Mullineaux a contacté Ruth Oratz, une oncologue basée à New York qui travaillait alors à Denver. "Ces personnes sont juives", lui dit Oratz. "Je suis sur et certain."

Réunissant leurs informations, les conseillers ont publié un article dans un journal médical sur la découverte de la mutation du gène chez six "Américains non-juifs d'ascendance espagnole". Les chercheurs se méfiaient de certaines implications car les patientes atteintes d'un cancer du sein, comme le dit le journal, "ont nié l'ascendance juive".

La découverte a soulevé des questions délicates.
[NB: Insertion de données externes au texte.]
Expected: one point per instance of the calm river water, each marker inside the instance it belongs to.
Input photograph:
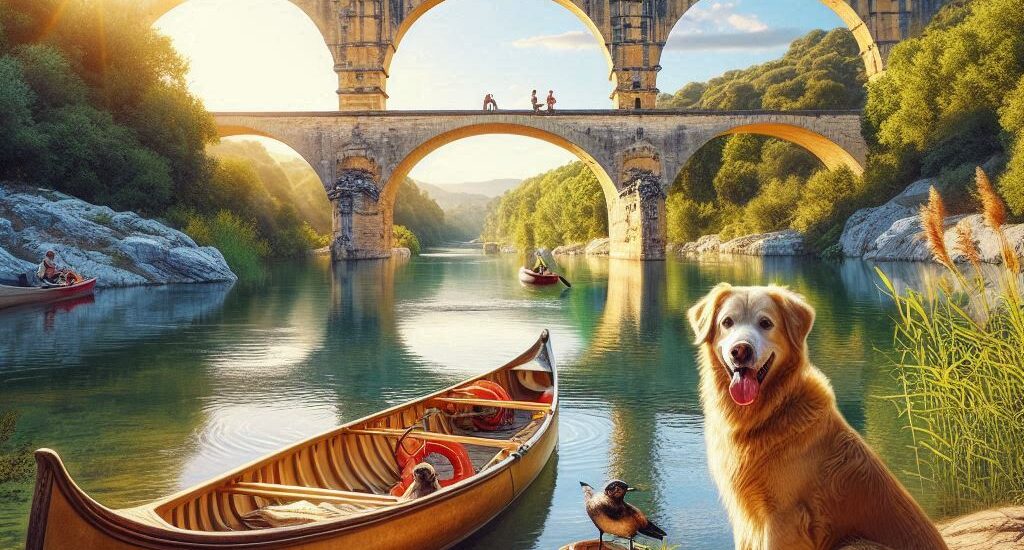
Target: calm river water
(146, 390)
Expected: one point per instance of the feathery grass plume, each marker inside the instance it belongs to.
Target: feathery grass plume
(966, 244)
(1010, 256)
(994, 208)
(932, 216)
Que dit la présence de la mutation génétique sur les catholiques qui la portaient? Comment sont-ils parvenus à en hériter? Devraient-ils repenser qui ils étaient - leur identité même - à cause d'un changement minime dans les trois milliards de "lettres" de leur ADN? Plus important encore, quelle incidence cela aurait-il sur leur santé et celle de leurs enfants à l'avenir?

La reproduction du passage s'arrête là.